In questi casi, per ritardare l’eiaculazione si può utilizzare una crema anestetica a base di prilocaina e lidocaina, da distribuire sul glande prima del rapporto sessuale. Si inizia con un’applicazione da 15 minuti, che viene sempre rimossa con lavaggio prima del rapporto, per passare poi con gradualità a tempi decrescenti, fino ad arrivare a non averne più bisogno.
Il farmaco agisce come anestetizzante: blocca la sensibilità del glande che quindi invia meno stimoli nervosi al cervello, consentendo un maggior controllo sull’eiaculazione.
Questo rimedio è efficace nel 50% circa dei casi.

Poiché l’eiaculazione precoce primitiva spesso dipende da più fattori, l’andrologo può anche valutare la possibilità di associare delle cure psicosessuologiche e comportamentali da fare in coppia.
Il sessuologo può infatti suggerire degli esercizi da praticare in coppia per un certo numero di volte alla settimana, per imparare a conoscersi e per modificare la risposta agli stimoli sessuali. Questi trattamenti hanno successo nel 60% dei casi, specie se la coppia è giovane.

Prostata infiammata

Può succedere anche che l’eiaculazione precoce sia la conseguenza di un’infiammazione della prostata.
La prostatite si cura con gli antibatterici, in particolare con i chinolonici e gli antinfiammatori.
L’andrologo può prescrivere anche farmaci alfalitici che rilassano la muscolatura degli organi che producono lo sperma e delle vie che lo portano al pene.

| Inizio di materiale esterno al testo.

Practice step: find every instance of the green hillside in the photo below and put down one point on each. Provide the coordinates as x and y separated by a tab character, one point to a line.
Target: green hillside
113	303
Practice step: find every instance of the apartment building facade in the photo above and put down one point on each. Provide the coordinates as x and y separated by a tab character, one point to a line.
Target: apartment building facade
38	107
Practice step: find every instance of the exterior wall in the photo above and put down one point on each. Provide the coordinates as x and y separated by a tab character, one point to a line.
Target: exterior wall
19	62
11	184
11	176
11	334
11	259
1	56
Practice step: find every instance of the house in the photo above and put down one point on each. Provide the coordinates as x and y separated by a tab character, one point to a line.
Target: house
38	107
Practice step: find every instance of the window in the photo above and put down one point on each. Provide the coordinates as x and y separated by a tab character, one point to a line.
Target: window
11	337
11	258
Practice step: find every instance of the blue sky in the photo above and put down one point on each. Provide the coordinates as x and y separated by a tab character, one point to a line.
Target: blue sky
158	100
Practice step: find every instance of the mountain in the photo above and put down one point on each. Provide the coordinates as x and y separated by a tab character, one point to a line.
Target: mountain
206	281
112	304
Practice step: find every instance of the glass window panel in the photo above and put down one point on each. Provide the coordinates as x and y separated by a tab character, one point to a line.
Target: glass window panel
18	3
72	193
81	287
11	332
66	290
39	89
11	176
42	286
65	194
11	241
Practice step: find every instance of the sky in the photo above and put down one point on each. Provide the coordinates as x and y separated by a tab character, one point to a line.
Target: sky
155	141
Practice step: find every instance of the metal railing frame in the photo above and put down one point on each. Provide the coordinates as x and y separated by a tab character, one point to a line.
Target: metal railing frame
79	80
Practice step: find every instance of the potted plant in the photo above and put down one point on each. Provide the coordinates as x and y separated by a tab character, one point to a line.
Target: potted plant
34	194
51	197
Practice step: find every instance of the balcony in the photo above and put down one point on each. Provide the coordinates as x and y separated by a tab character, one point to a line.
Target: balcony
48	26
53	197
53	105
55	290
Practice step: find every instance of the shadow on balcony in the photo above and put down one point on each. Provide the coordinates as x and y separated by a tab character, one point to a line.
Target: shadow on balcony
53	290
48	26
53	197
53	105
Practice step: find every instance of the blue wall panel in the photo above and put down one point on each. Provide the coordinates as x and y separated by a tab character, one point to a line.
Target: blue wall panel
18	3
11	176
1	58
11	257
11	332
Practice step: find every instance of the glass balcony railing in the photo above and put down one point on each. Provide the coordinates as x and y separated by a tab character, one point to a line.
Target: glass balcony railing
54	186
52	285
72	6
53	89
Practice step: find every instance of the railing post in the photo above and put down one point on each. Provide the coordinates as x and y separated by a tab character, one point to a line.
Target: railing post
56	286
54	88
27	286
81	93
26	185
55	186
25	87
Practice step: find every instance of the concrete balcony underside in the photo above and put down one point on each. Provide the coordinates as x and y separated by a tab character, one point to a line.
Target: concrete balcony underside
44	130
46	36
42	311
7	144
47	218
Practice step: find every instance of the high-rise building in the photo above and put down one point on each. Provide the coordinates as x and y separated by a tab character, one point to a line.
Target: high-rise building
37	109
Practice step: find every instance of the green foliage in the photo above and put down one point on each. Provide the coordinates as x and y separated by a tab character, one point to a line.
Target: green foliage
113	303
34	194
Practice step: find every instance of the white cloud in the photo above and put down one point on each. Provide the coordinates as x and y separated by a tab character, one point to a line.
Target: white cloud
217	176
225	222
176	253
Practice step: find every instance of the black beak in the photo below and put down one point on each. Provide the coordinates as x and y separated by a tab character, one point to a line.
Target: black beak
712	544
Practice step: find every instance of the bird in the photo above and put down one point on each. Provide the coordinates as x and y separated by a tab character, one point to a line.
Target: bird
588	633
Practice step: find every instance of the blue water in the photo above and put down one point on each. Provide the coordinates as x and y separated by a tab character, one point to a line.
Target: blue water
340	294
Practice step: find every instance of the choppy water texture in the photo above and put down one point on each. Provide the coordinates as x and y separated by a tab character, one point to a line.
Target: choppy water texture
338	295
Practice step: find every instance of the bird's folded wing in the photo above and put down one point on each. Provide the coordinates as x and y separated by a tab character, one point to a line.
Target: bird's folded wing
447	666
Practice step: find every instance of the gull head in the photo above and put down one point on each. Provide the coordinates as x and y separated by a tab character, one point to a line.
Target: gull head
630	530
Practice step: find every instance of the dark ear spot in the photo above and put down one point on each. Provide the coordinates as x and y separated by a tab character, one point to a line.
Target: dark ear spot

Difficoltà a mantenere l’erezione: eiaculazione precoce secondaria

Quando l’uomo ha difficoltà a mantenere una buona erezione, può succedere che si verifichi un’eiaculazione precoce secondaria. Questo accade perché l’uomo cerca di velocizzarla il più possibile per evitare che l’erezione venga meno prima del coito.
In questo caso la cura consiste nell’uso dei farmaci che agiscono sull’erezione, consentendo all’uomo di vivere con meno ansia il rapporto e di riacquistare un pieno controllo del tempo dell’eiaculazione.